Ces divergences d’opinion risquent d’avoir des conséquences sur le terrain, notamment au Nord-Kivu, où pas moins de trois commandements différents s’exercent simultanément, tous plus ou moins liés au RCD. Outre le général Obed Rwibasira, commandant de la 8e région militaire qui contrôle l’armée supposée loyale à Kinshasa et à laquelle le RCD est censé faire allégeance, le gouverneur de la province, Eugène Serufuli, contrôle plusieurs milliers d’hommes armés non intégrés à la troupe régulière, officiellement chargés du maintien de l’ordre. Alors qu’à la tête des ultras, le général Laurent Nkunda, qui a occupé brièvement Bukavu, au moins de juin dernier, contrôle un groupe de militaires dissidents stationné à Minova, à une cinquantaine de kilomètres au sud de Goma.
Reste à savoir quelles seront les conséquences politiques des dissensions au sein du mouvement. Si le RCD n’a jamais brillé par la discipline et l’unité de ses dirigeants, il n’en demeure pas moins une composante essentielle du processus de paix, que l’on imagine mal se poursuivre sans représentants des populations de l’Est, originaires des provinces les plus meurtries par la guerre. Car, bien au-delà des deux Kivus, la participation du RCD à la transition congolaise assurait le soutien – très mesuré – de Kigali aux autorités de Kinshasa. À l’inverse, s’il était désavoué par les Tutsis congolais, le gouvernement kinois pourrait être ressenti comme hostile au Rwanda et au Burundi, ce qui ne manquerait de provoquer de nouvelles tensions autour des Grands Lacs.

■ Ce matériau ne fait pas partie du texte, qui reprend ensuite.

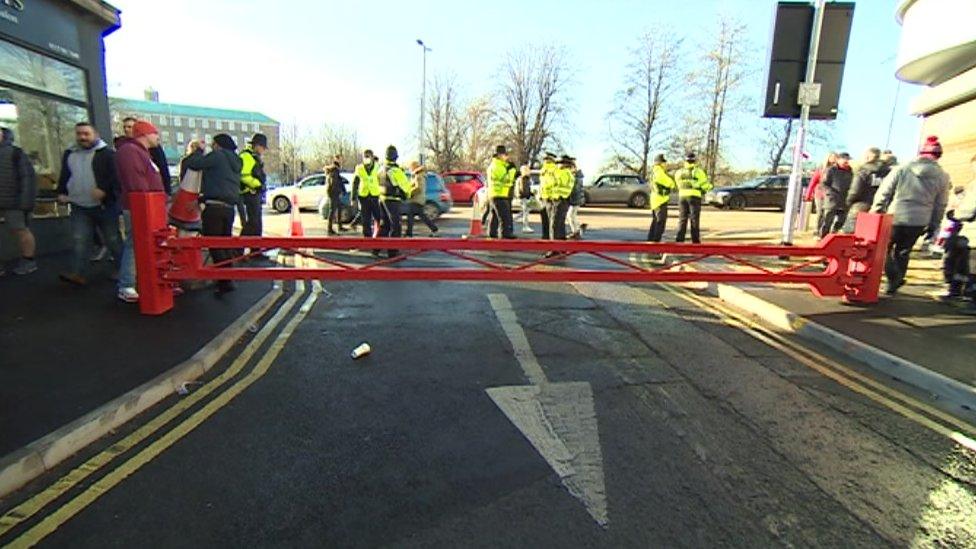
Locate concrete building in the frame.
[0,0,120,260]
[109,89,281,173]
[897,0,976,185]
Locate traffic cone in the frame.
[468,194,483,238]
[291,194,305,236]
[169,170,203,232]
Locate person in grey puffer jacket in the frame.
[183,133,244,296]
[871,136,949,295]
[0,128,37,276]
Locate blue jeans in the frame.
[119,210,136,290]
[71,204,122,276]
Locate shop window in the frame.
[0,85,89,217]
[0,40,88,103]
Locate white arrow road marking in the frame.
[486,294,609,526]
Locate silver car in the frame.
[583,174,651,208]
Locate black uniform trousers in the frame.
[359,196,383,238]
[546,198,569,240]
[647,203,668,242]
[885,225,927,294]
[200,201,238,291]
[674,196,701,244]
[539,200,549,240]
[488,197,515,238]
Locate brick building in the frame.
[109,90,281,173]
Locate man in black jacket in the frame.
[820,153,854,238]
[184,133,244,297]
[58,122,122,286]
[122,116,172,195]
[0,128,37,276]
[847,147,886,221]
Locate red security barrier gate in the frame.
[130,193,892,315]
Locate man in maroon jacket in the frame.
[115,120,165,303]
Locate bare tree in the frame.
[495,46,570,163]
[461,97,503,171]
[424,75,466,172]
[690,16,749,177]
[608,31,681,179]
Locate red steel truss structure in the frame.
[130,193,892,315]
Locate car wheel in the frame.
[627,193,647,209]
[271,196,291,213]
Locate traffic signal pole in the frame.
[783,0,826,245]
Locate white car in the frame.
[266,172,353,213]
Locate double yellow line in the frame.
[0,280,322,547]
[664,285,976,452]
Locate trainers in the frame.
[118,288,139,303]
[14,259,37,275]
[91,246,108,262]
[58,273,88,286]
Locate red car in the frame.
[441,172,485,203]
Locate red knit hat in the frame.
[918,135,942,158]
[132,120,159,137]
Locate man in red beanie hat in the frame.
[115,120,164,303]
[871,135,950,295]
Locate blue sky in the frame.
[106,0,919,173]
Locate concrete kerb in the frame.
[0,283,283,497]
[706,284,976,412]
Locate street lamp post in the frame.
[417,38,431,164]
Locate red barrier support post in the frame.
[129,192,173,315]
[844,212,894,303]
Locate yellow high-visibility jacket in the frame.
[549,167,576,200]
[674,162,713,198]
[488,158,515,198]
[239,148,261,194]
[355,162,380,198]
[539,160,558,200]
[380,162,413,201]
[651,164,678,210]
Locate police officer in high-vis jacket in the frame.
[352,149,383,238]
[239,133,268,236]
[488,145,516,239]
[647,154,677,242]
[380,145,413,257]
[674,152,712,244]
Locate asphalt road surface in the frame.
[0,272,976,548]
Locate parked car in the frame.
[583,174,651,208]
[444,171,485,203]
[316,173,454,224]
[265,172,353,213]
[704,175,810,210]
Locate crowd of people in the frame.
[805,136,976,312]
[0,118,976,309]
[0,117,267,303]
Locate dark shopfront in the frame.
[0,0,119,260]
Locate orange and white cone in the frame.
[291,194,305,236]
[467,194,484,238]
[169,170,202,232]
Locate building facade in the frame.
[897,0,976,185]
[0,0,119,259]
[109,90,281,177]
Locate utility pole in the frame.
[417,38,431,164]
[783,0,826,244]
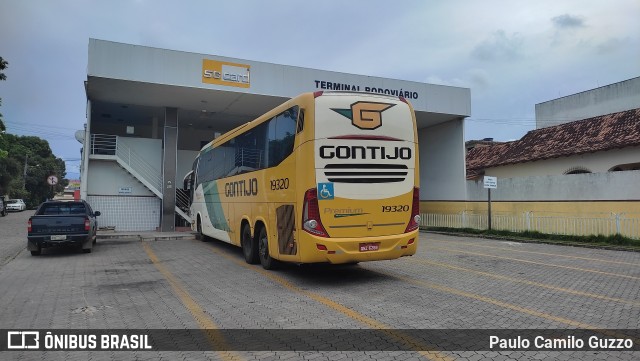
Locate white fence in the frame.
[420,212,640,239]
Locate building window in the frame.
[564,167,593,174]
[609,163,640,172]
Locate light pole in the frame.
[22,154,29,189]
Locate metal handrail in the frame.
[115,137,162,192]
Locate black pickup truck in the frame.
[27,201,100,256]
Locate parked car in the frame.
[6,199,27,212]
[27,201,100,256]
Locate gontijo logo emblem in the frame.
[202,59,251,88]
[331,102,395,130]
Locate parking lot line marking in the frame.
[142,242,244,360]
[371,270,602,330]
[212,248,455,360]
[433,239,638,266]
[429,247,640,280]
[367,269,640,343]
[407,258,640,307]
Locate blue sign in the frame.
[318,183,334,200]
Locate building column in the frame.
[160,108,178,232]
[80,100,91,200]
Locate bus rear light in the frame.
[404,187,420,233]
[302,188,329,237]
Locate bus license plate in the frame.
[360,242,380,252]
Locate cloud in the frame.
[551,14,586,29]
[471,30,523,61]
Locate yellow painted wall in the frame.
[420,201,640,218]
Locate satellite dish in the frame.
[75,130,84,144]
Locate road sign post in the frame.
[484,176,498,230]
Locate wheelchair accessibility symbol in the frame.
[318,183,333,200]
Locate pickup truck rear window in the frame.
[38,203,86,216]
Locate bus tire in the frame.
[240,223,260,264]
[258,226,278,270]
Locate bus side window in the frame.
[296,109,304,134]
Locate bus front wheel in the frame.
[241,224,260,264]
[258,227,278,270]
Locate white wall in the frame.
[175,150,198,184]
[87,39,471,116]
[418,119,466,201]
[536,77,640,129]
[485,147,640,178]
[87,159,155,197]
[467,170,640,201]
[118,137,162,174]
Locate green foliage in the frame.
[427,227,640,248]
[0,56,9,159]
[0,134,68,208]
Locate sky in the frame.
[0,0,640,179]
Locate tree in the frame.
[0,134,68,207]
[0,56,9,159]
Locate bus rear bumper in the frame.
[300,230,419,264]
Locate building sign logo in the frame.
[202,59,251,88]
[331,102,395,130]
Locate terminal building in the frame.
[80,39,471,231]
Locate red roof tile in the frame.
[467,109,640,179]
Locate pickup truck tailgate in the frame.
[29,215,86,236]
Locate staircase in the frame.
[90,134,192,223]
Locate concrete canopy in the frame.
[81,39,471,231]
[85,39,470,148]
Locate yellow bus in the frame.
[185,92,420,269]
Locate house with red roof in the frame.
[466,109,640,180]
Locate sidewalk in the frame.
[97,230,196,241]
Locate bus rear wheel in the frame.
[241,224,260,264]
[258,227,278,270]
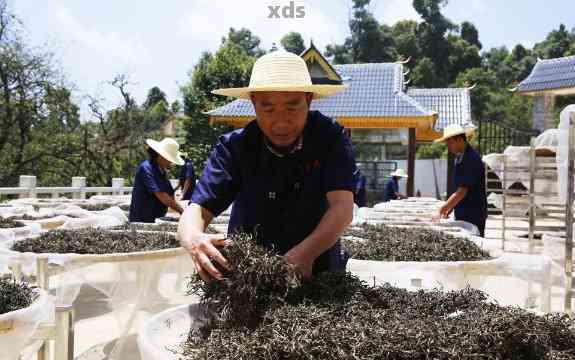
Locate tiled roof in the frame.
[407,88,471,131]
[517,56,575,93]
[208,63,433,117]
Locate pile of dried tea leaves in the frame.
[0,217,26,229]
[12,229,180,254]
[343,224,490,261]
[80,204,114,211]
[180,239,575,360]
[110,223,218,234]
[10,214,62,221]
[0,276,38,315]
[188,234,300,328]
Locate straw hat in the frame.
[212,50,347,99]
[146,138,185,166]
[433,124,475,143]
[389,169,409,177]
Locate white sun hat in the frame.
[146,138,185,166]
[212,50,347,99]
[389,169,409,177]
[433,124,476,143]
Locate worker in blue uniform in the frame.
[129,138,184,223]
[435,124,487,237]
[176,158,196,201]
[179,50,355,281]
[383,169,408,202]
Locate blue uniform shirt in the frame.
[454,144,487,226]
[129,160,174,223]
[353,170,367,207]
[179,160,196,200]
[383,176,399,201]
[192,111,355,273]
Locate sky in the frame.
[8,0,575,115]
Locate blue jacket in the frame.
[192,111,355,273]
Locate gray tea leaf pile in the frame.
[188,235,299,327]
[0,217,26,229]
[80,204,114,211]
[110,223,218,234]
[180,240,575,360]
[343,224,490,261]
[0,277,38,315]
[12,229,180,254]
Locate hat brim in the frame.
[146,139,186,166]
[212,85,348,100]
[433,128,475,143]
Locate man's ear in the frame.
[305,93,313,107]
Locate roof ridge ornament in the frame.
[395,56,411,65]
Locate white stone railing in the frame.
[0,175,178,199]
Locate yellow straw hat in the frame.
[433,124,476,143]
[212,50,347,99]
[146,138,185,166]
[389,169,409,178]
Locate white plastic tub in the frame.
[138,304,205,360]
[0,290,54,360]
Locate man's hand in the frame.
[180,233,230,281]
[285,246,314,279]
[432,204,451,222]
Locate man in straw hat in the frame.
[383,169,408,202]
[129,138,184,223]
[435,124,487,237]
[179,50,355,280]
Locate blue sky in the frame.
[9,0,575,118]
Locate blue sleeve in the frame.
[138,166,166,193]
[455,157,482,187]
[191,141,240,216]
[324,128,355,193]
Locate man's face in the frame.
[251,92,313,148]
[445,137,465,154]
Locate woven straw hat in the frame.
[212,50,347,99]
[146,138,185,166]
[433,124,475,143]
[389,169,409,177]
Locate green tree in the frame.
[461,21,483,50]
[326,0,396,63]
[447,35,481,84]
[413,0,456,87]
[391,20,421,66]
[222,27,265,58]
[280,31,305,55]
[0,0,84,186]
[142,86,168,110]
[533,24,575,59]
[411,58,439,88]
[182,41,255,169]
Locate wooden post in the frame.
[19,175,36,199]
[407,128,417,197]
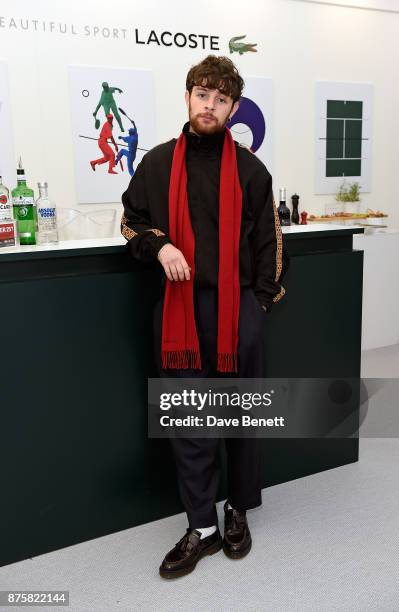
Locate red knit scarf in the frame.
[162,128,242,372]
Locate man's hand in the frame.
[158,244,191,281]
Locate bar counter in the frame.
[0,224,364,565]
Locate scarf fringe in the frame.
[162,349,201,370]
[217,353,238,372]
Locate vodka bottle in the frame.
[36,183,58,244]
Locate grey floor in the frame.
[0,345,399,612]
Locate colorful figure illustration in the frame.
[93,81,125,132]
[90,114,119,174]
[229,34,258,55]
[115,121,139,176]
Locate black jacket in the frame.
[121,123,288,311]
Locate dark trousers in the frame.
[154,286,267,529]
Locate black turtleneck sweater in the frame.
[121,123,288,311]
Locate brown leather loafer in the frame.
[159,528,222,578]
[223,501,252,559]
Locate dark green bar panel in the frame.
[326,119,344,158]
[0,229,363,565]
[327,100,363,119]
[326,159,362,176]
[345,120,362,158]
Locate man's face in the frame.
[185,85,239,135]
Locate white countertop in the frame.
[0,223,399,256]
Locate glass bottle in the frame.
[11,158,36,245]
[36,183,58,244]
[277,187,291,225]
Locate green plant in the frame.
[335,181,361,202]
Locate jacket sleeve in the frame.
[121,157,171,262]
[249,167,289,312]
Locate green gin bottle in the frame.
[11,158,37,245]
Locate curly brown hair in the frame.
[186,55,244,102]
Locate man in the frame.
[121,55,288,578]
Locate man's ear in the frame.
[229,100,240,121]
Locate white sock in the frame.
[195,525,216,540]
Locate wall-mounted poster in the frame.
[227,77,273,174]
[69,66,156,204]
[0,62,17,190]
[315,82,373,193]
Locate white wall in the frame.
[0,0,399,227]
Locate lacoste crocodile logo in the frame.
[229,34,258,55]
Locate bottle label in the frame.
[12,196,35,206]
[37,207,55,219]
[0,193,12,221]
[0,221,16,248]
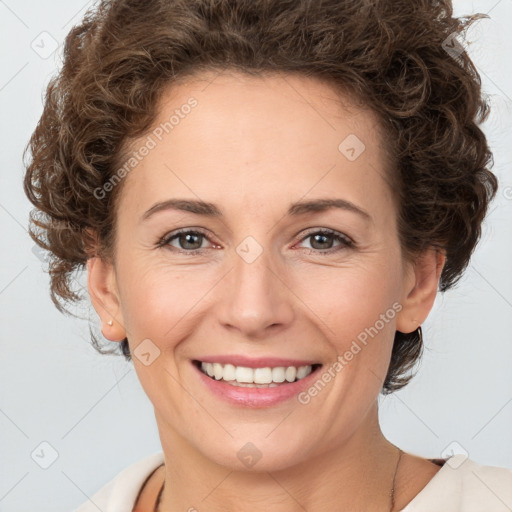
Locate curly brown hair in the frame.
[24,0,497,394]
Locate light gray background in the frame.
[0,0,512,512]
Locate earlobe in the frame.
[87,257,126,341]
[396,248,446,333]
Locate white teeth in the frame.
[235,366,254,383]
[201,363,312,387]
[284,366,297,382]
[254,368,272,384]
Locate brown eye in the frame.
[302,230,353,254]
[158,230,207,252]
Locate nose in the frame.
[217,241,294,339]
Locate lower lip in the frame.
[192,363,321,408]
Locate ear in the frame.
[87,256,126,341]
[396,248,446,333]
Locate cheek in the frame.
[116,262,218,347]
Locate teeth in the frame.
[201,363,312,387]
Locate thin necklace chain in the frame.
[153,448,404,512]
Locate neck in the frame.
[152,404,398,512]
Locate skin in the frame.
[88,72,445,512]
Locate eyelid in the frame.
[156,227,356,255]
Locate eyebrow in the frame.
[141,199,372,221]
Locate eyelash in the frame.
[157,228,355,256]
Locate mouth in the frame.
[192,360,322,388]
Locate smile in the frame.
[196,361,321,388]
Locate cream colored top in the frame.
[73,452,512,512]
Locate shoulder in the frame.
[401,454,512,512]
[73,452,164,512]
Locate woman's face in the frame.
[89,74,435,470]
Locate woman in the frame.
[25,0,512,512]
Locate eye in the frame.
[157,229,212,253]
[294,229,354,254]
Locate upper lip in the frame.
[196,354,320,368]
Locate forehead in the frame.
[118,68,394,220]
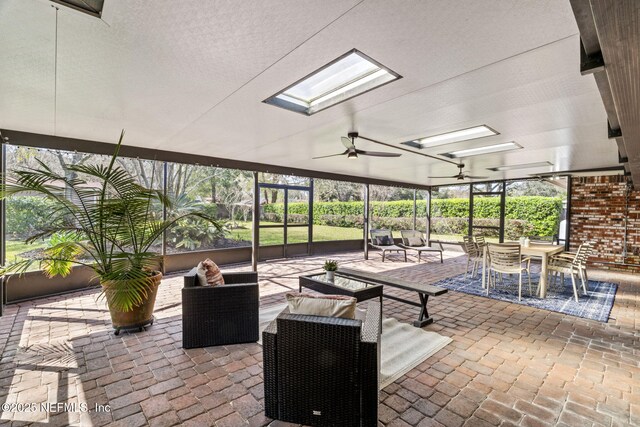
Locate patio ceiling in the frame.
[0,0,619,185]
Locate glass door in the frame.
[469,182,505,243]
[258,183,313,259]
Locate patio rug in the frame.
[258,304,452,390]
[433,273,618,323]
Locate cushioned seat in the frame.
[262,301,381,426]
[182,268,260,348]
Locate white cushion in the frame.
[286,292,357,319]
[407,237,424,247]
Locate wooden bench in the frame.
[338,268,448,328]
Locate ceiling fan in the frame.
[428,163,489,181]
[313,132,402,160]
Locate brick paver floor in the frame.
[0,252,640,427]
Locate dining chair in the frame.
[487,243,532,301]
[463,236,482,279]
[547,242,593,302]
[555,240,596,290]
[475,236,487,250]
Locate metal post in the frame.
[467,184,473,236]
[307,178,313,255]
[251,172,260,272]
[564,176,573,251]
[0,142,7,316]
[413,188,418,230]
[160,162,169,274]
[362,184,369,259]
[282,188,289,258]
[498,181,507,243]
[425,188,431,245]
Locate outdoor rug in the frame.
[380,318,453,390]
[258,304,452,390]
[433,273,618,322]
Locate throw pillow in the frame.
[196,261,207,286]
[202,258,224,286]
[286,292,357,319]
[376,236,393,246]
[407,237,424,247]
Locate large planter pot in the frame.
[100,272,162,335]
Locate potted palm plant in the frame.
[322,259,338,282]
[0,131,222,334]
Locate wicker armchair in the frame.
[182,268,260,348]
[262,301,381,426]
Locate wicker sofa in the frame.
[182,268,260,348]
[262,300,381,426]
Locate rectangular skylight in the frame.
[51,0,104,18]
[440,141,522,159]
[487,162,553,172]
[264,49,402,116]
[403,125,499,148]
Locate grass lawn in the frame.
[6,240,47,270]
[228,222,362,246]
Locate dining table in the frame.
[482,242,565,298]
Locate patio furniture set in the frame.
[370,229,444,263]
[463,236,594,302]
[182,239,447,426]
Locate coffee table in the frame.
[298,272,382,305]
[299,268,447,328]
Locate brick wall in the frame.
[570,175,640,272]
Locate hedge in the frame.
[7,196,61,240]
[262,196,562,238]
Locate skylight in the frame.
[51,0,104,18]
[441,141,522,159]
[264,49,402,116]
[487,162,553,172]
[403,125,499,148]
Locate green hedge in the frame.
[7,196,61,240]
[262,196,562,238]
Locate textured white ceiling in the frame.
[0,0,617,184]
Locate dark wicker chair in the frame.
[182,268,260,348]
[262,301,381,426]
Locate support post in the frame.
[564,175,573,251]
[498,181,507,243]
[251,172,260,271]
[307,178,313,255]
[0,142,7,316]
[467,184,473,236]
[160,162,169,275]
[362,184,369,260]
[413,188,418,230]
[425,188,431,245]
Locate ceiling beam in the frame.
[0,129,430,190]
[570,0,640,189]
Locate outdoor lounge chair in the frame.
[400,230,444,263]
[182,268,260,348]
[370,229,407,262]
[262,300,382,426]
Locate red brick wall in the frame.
[570,175,640,272]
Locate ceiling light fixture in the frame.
[51,0,104,18]
[440,141,522,159]
[487,162,553,172]
[402,125,500,148]
[263,49,402,116]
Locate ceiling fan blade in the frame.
[340,136,356,150]
[356,150,402,157]
[312,150,349,160]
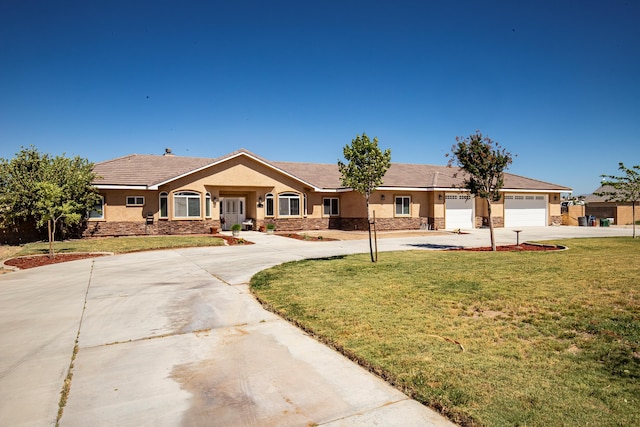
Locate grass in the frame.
[14,236,224,256]
[251,238,640,426]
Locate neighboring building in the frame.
[84,150,571,236]
[585,186,640,225]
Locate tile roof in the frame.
[94,149,571,191]
[584,185,615,203]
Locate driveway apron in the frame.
[0,227,630,426]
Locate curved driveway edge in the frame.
[0,227,631,426]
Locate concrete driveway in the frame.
[0,227,631,426]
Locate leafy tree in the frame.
[338,133,391,262]
[0,146,99,257]
[447,131,513,251]
[594,162,640,239]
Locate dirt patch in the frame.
[449,243,564,252]
[4,253,107,270]
[213,234,253,246]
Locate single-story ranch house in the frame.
[84,149,571,236]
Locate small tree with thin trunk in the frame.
[594,162,640,239]
[0,147,100,257]
[447,131,513,251]
[338,133,391,262]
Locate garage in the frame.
[504,194,547,227]
[445,193,474,229]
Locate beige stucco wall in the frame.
[90,190,158,221]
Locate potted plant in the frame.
[267,222,276,234]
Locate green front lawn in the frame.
[251,237,640,426]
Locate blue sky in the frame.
[0,0,640,195]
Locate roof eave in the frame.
[149,151,322,191]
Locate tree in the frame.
[0,146,100,257]
[594,162,640,239]
[338,133,391,262]
[447,131,513,251]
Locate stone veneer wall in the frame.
[82,220,220,237]
[82,218,444,237]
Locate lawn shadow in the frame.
[406,243,464,251]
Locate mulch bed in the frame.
[450,243,564,252]
[275,232,337,242]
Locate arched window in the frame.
[264,193,275,216]
[88,196,104,219]
[204,192,211,218]
[278,193,300,216]
[158,191,169,218]
[173,191,200,218]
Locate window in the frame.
[278,193,300,216]
[88,196,104,219]
[396,196,411,216]
[204,193,211,218]
[302,193,308,218]
[127,196,144,206]
[264,193,275,216]
[160,192,169,218]
[322,197,340,216]
[173,191,200,218]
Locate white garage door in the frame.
[445,193,473,229]
[504,194,547,227]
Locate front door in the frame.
[220,197,245,230]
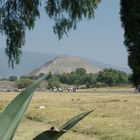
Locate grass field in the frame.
[0,89,140,140]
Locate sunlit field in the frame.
[0,88,140,140]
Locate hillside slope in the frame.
[29,55,101,76]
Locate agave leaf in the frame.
[33,110,93,140]
[0,75,48,140]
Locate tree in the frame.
[120,0,140,86]
[0,0,100,67]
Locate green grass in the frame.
[0,89,140,140]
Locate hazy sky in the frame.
[0,0,127,67]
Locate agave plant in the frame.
[0,74,92,140]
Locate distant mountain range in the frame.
[29,55,102,76]
[0,49,130,78]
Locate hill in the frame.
[0,49,56,78]
[0,49,130,78]
[29,55,101,76]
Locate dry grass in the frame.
[0,89,140,140]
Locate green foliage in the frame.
[0,76,46,140]
[33,111,93,140]
[16,78,33,89]
[0,0,40,67]
[58,68,130,88]
[120,0,140,85]
[0,75,92,140]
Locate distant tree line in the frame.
[1,68,131,88]
[57,68,131,88]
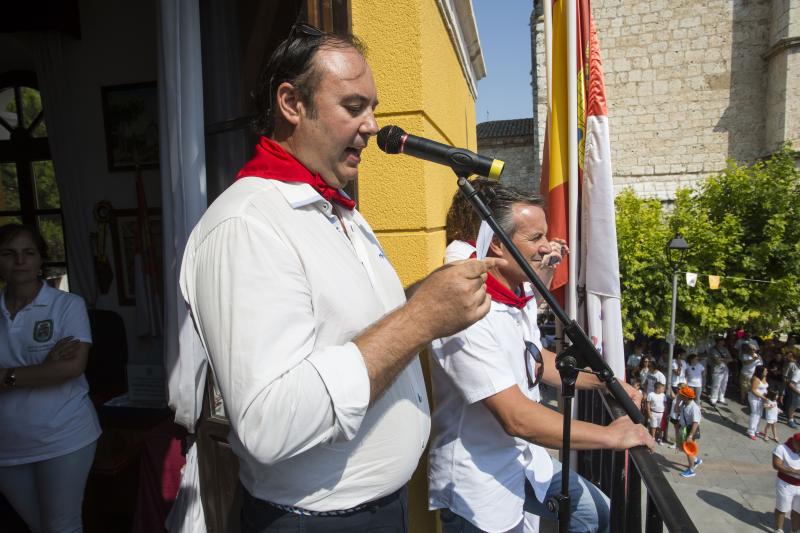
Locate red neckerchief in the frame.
[486,274,533,309]
[778,435,800,486]
[236,137,356,210]
[466,247,533,309]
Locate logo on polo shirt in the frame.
[33,320,53,342]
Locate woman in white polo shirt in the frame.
[0,224,100,532]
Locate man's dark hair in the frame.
[445,178,544,244]
[252,24,366,136]
[0,223,47,261]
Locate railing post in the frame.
[644,491,664,533]
[625,456,642,533]
[611,452,627,533]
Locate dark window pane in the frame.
[33,161,61,209]
[37,215,66,261]
[0,163,19,211]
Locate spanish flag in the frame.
[540,0,575,306]
[541,0,625,376]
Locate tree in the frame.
[617,149,800,342]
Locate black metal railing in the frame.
[578,391,697,533]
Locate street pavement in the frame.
[656,397,794,533]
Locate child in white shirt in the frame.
[763,391,781,442]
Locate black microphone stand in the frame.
[453,175,644,533]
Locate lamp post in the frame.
[666,233,689,396]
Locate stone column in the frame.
[765,0,800,152]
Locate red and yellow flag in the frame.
[541,0,624,376]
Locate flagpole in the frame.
[534,0,553,108]
[566,0,580,320]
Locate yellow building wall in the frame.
[351,0,477,533]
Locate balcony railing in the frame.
[578,391,697,533]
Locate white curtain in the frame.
[158,0,207,533]
[158,0,206,431]
[25,32,97,305]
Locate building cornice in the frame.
[436,0,486,98]
[761,37,800,61]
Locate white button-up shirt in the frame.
[429,300,553,532]
[180,177,430,511]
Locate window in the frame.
[0,72,68,289]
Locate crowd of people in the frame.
[625,329,800,442]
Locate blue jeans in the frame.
[0,441,97,533]
[440,459,611,533]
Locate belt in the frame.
[261,485,405,516]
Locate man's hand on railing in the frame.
[606,416,656,451]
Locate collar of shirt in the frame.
[236,137,356,210]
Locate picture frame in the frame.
[110,207,164,306]
[100,81,159,172]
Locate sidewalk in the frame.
[656,392,794,533]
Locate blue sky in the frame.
[472,0,533,123]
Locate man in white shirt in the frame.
[739,343,762,403]
[429,184,655,533]
[180,25,495,533]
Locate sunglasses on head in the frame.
[286,22,325,42]
[522,341,544,390]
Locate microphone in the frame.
[378,126,505,179]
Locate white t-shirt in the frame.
[672,359,686,387]
[742,354,762,379]
[0,283,100,466]
[647,392,667,413]
[428,300,553,531]
[625,353,642,369]
[686,363,706,387]
[180,177,432,511]
[764,401,778,424]
[680,400,703,426]
[444,241,475,263]
[772,444,800,479]
[708,346,731,374]
[644,370,667,394]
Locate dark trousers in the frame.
[242,487,408,533]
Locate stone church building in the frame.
[478,0,800,201]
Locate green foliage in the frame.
[616,149,800,342]
[0,87,66,261]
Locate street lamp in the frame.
[666,233,689,396]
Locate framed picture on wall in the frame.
[111,208,164,305]
[101,82,159,172]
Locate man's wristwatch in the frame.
[3,368,17,389]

La communauté internationale ne sous-estime pas le danger. Le Comité international d’accompagnement de la transition (Ciat)(*) a invité, dès le 24 août, les membres du RCD à reprendre leurs places respectives à Kinshasa, tout en précisant « qu’il n’existe pas d’alternative viable au processus de transition » tel qu’il a été défini par la Constitution. Idem pour la Mission de l’ONU au Congo (Monuc), qui a répété que la transition vers des élections démocratiques reste « la seule et unique voie » pour l’avenir du pays. Parallèlement, le président sud-africain Thabo Mbeki, parrain de la transition, a annoncé sa venue à Kinshasa le 30 août pour tenter de renouer le dialogue entre les protagonistes. Enfin, le secrétaire général de l’ONU a lancé un appel au Conseil de sécurité pour obtenir le doublement des effectifs de la Monuc. Selon Kofi Annan, il est nécessaire que la force onusienne dispose d’un effectif de 23 900 hommes, contre 10 500 actuellement, tout en précisant que cette force devait être plus importante et plus mobile pour aider à préparer les élections de l’an prochain en RDC. À condition qu’elles puissent avoir lieu.

* Le Comité international d’accompagnement de la transition (Ciat) est composé des cinq pays membres permanents du Conseil de sécurité de l’ONU (Chine, États-Unis, France, Royaume-Uni et Russie), de la Belgique, du Canada, de l’Afrique du Sud, de l’Angola, du Gabon, de la Zambie, de l’Union européenne, de l’Union africaine et de la Monuc.